The Jewish Chronicle

Analysis: Wait before cheering in this Jewish Speaker

June 25, 2009 10:52

ByDavid Cesarani, David Cesarani

1 min read

John Bercow has made history as the first Speaker to be elected after his predecessor was forced from office. He is also the first Jewish Speaker since members of the faith were permitted to sit in the House of Commons in 1858. So does Mr Bercow’s election signify a new era?

Hardly. Since 1869, when Sir George Jessel became Solicitor-General, professing Jews have held almost every minor and major position in government bar the prime ministership. It was truly a landmark when Herbert Samuel became Postmaster General, with a seat in the Cabinet, and even more so when he was appointed Home Secretary in 1916. As Secretary of State for India from 1917 to 1922, Edwin Montagu held one of the top jobs in the empire.
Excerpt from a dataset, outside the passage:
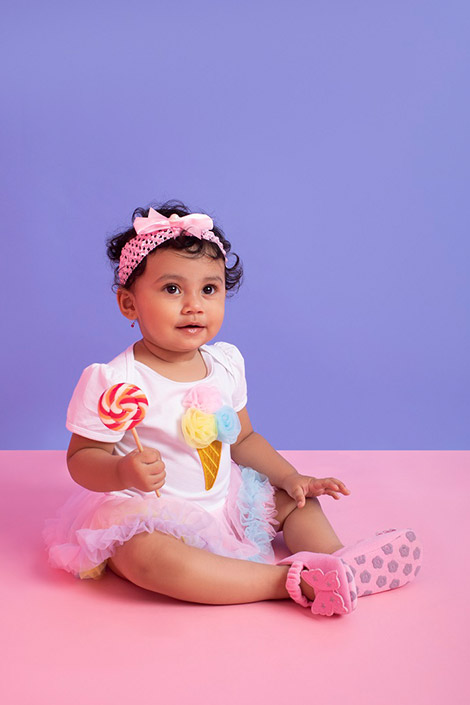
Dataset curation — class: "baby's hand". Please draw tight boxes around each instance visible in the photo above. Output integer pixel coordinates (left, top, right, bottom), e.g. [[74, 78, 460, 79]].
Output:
[[118, 448, 166, 492], [282, 473, 351, 509]]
Nigel Lawson was a powerful and influential Chancellor of the Exchequer, while Malcolm Rifkind, the first Jewish Foreign Secretary (1995-97), had far more importance in British and world politics than John Bercow can ever dream of achieving. If Jews, before Mr Bercow, had not offered their services as Speaker, it may be because they didn’t consider it worth the candle.

However, it is ironic that a Jew has been chosen to clean up corruption when traditionally in British politics they have been blamed for causing it. Herbert Samuel’s political breakthrough was tarnished by the Marconi Scandal, in 1912, an alleged case of insider dealing. Just after the Second World War, a Jewish black marketeer, Sidney Stanley, was accused of suborning members of the government.
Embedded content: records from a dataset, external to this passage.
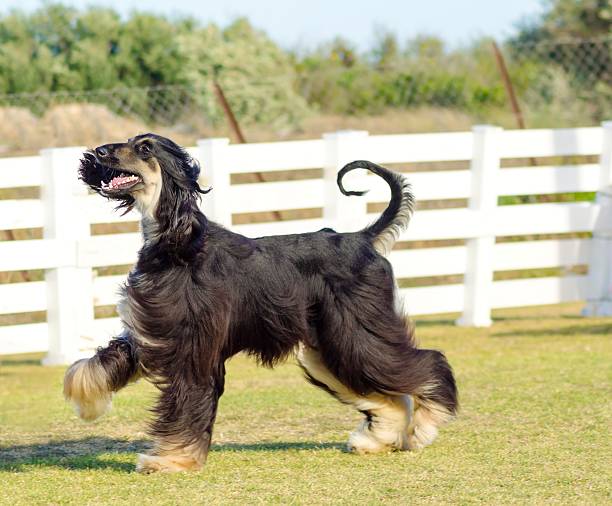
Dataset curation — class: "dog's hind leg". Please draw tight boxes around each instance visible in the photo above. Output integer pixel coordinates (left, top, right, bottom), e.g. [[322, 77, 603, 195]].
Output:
[[136, 364, 225, 473], [64, 331, 140, 421], [297, 344, 412, 454]]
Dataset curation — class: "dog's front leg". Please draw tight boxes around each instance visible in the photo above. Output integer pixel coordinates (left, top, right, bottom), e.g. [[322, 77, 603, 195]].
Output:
[[64, 329, 141, 421], [136, 367, 225, 473]]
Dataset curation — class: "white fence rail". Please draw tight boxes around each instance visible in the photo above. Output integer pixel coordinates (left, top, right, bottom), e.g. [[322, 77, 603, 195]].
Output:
[[0, 123, 612, 364]]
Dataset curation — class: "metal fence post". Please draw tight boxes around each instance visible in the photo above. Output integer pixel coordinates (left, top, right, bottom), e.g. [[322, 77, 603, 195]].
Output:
[[41, 148, 94, 365], [582, 121, 612, 316], [457, 125, 502, 327], [323, 130, 368, 232], [198, 138, 232, 228]]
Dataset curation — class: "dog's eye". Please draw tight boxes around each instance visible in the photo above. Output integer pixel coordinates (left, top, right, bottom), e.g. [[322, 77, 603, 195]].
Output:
[[138, 142, 151, 155]]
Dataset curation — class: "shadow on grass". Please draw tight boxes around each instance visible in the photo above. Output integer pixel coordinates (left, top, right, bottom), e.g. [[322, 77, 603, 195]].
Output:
[[0, 437, 150, 472], [210, 441, 346, 452], [491, 322, 612, 337], [0, 437, 344, 473]]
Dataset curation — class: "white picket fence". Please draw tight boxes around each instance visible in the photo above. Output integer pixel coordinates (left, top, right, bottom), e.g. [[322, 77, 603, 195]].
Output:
[[0, 122, 612, 364]]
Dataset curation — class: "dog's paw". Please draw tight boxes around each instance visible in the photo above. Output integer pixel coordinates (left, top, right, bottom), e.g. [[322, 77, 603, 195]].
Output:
[[347, 430, 393, 455], [136, 453, 202, 474]]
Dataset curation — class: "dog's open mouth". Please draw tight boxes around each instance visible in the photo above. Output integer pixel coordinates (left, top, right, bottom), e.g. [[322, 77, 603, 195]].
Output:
[[79, 151, 143, 198], [100, 168, 142, 192]]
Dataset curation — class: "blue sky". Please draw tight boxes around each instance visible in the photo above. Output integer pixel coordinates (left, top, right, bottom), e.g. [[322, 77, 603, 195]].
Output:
[[0, 0, 542, 49]]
In every case, Jew-hatred fuelled the allegations and, until quite recently, the accession of Jews to positions of power in British politics has occasioned dark mutterings. Perhaps, then, the arrival in government of Sir Alan Sugar marks a more profound change.

Sir Alan typifies the prejudiced image of the Jewish “spiv”, yet his appointment as an adviser has been criticised for nothing more than exemplifying celebrity politics. We have come along way since the late 1980s, when Viscount Macmillan quipped that there were “more old Estonians than Old Etonians” in Mrs Thatcher’s second administration and the Conservative Party bridled at the prospect of Lord Young as its chairman.

Bercow is a beneficiary of battles fought and won by Jewish politicos long ago. Whether it was worth the bother remains to be seen.